SIPRI monographs can be on any subject of SIPRI research. The result of long-term, considered research; aim to set the standard for future research on their subject. May be multi-author collections. Published and distributed by Oxford University Press, these are 200–350 pages (c. 90 000–157 500 words); typically no more than 250 pages (112 500 words). Typical time from first complete draft to publication is around 18 months; a 250-page monograph at 400 copies would roughly cost SEK 770 000 SEK (including honorarium, editing, production, printing, shipping and distribution).

SIPRI Research Reports

A series of reports on urgent arms control and security subjects. Concise, timely and authoritative sources of information. New findings as well as easily accessible collections of official documents and data. Published and distributed by Oxford University Press, SIPRI Resarch Reports are 100–200 pages (45 000–90 000 words); typically no more than 150 pages (67 500 words); Typical time from first complete draft to publication is around 12 months; a 150-page research report at 400 copies would roughly cost SEK 440 000 SEK (including honorarium, editing, production, printing, shipping and distribution).

According to our agreement with Oxford University Press (OUP), all publications that ‘can reasonably be typeset to make a book of at least 100 pages’ can be considered for publication by OUP.

OTHER PUBLICATIONS

In general, we aim to publish all of SIPRI’s output in whatever form it needs to appear. While editorial can be contracted to work on such deliverables, please note that SIPRI does not publish external authors, edited volumes by majority external authors or conference/workshop reports, summaries, proceedings and other such similar.

NOTES

All work published by interns must be co-authored in-house.

Funder visibility requests/requirements (logo use, logo placement, language) related to SIPRI deliverables (including but not limited to publications) should be discussed and agreed with Outreach before any external agreement is made. If, when and how funder visibility is implemented should not be assumed. It is the responsibility of the author to provide necessary high-quality files and related-use information. Funder logos rarely appear on the front cover of any SIPRI publication.

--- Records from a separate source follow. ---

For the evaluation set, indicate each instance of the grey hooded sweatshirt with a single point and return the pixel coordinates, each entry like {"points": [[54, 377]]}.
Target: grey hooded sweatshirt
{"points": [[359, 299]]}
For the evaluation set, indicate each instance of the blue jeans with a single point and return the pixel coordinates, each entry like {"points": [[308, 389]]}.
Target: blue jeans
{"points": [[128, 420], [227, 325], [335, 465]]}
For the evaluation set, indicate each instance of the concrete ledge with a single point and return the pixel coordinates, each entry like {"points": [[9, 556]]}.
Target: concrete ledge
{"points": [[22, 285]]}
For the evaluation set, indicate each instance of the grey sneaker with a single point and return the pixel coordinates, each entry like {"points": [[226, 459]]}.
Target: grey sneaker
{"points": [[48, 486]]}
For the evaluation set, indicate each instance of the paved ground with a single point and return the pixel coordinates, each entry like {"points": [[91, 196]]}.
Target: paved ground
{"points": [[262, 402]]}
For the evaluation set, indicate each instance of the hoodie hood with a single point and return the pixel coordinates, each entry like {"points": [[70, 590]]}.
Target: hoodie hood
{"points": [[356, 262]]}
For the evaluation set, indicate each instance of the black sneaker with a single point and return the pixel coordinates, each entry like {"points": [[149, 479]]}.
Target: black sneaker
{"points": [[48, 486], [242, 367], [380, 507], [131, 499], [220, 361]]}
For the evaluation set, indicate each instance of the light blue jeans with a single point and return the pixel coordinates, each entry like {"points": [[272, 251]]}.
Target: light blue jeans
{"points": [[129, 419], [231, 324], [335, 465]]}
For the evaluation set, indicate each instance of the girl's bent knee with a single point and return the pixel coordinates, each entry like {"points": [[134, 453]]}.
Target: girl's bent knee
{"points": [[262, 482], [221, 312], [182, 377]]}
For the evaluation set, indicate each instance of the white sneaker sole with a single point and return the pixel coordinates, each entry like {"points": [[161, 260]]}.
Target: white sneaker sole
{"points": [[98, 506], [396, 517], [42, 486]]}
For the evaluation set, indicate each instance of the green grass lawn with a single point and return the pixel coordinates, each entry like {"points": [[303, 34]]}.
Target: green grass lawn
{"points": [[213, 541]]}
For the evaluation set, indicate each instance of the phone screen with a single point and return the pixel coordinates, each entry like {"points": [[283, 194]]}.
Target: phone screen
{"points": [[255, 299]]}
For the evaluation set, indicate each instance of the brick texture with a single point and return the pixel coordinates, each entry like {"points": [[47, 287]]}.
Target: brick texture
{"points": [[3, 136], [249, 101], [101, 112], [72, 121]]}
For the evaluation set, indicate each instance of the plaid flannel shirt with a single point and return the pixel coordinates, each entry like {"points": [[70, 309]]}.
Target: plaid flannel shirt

All SIPRI (online and print) publications are subject to a robust review process that includes (a) internal review (i.e. within the project and cluster); (b) in-house review (i.e. SIPRI-wide, targeting specific relevant colleagues, including the Director and Deputy Director); and (c) external (peer) review. A decision to skip any of part of the review process can only be made by the Director of Studies.  See also The review process.

WORD COUNT GUIDELINES

All word limits are estimates and include footnotes. Word count guidelines for pagination do not account for graphics or tables.

For calculating Policy Briefs and Fact Sheets
2pp = 900 words; 4pp = 1800 words; and 8pp = 3600 words
(12pp = 5400 words and 16pp = 7200 words — NB: These lengths are not recommended)

For calculating Insights and Background papers
4pp = 1350 words; 8pp = 3150 words; 12pp = 4950 words; 16pp = 6750 words; and 20pp = 8550 words
(24pp = 10 350 words and 28 pp = 12 600 words — NB: These lengths are not recommended)

NB: Copy-fitting is an art and not a science. Close word counts are often affected by the length of the title and subtitle; the number of authors (and their bios if included); the number and length of subheads; the use, size and placement of tables and figures plus their notes; the inclusion of logos and special notes etc.

Past or future practice that differs from these guidelines does not set a precedent. All times for editing and publication are estimates; actual time taken will depend on the state of the original manuscript (e.g. grammar and language usage, application of SIPRI house style etc.), the length of the publication, the speed of the reviewing process, the time that you have available for revisions and other Editorial Department commitments.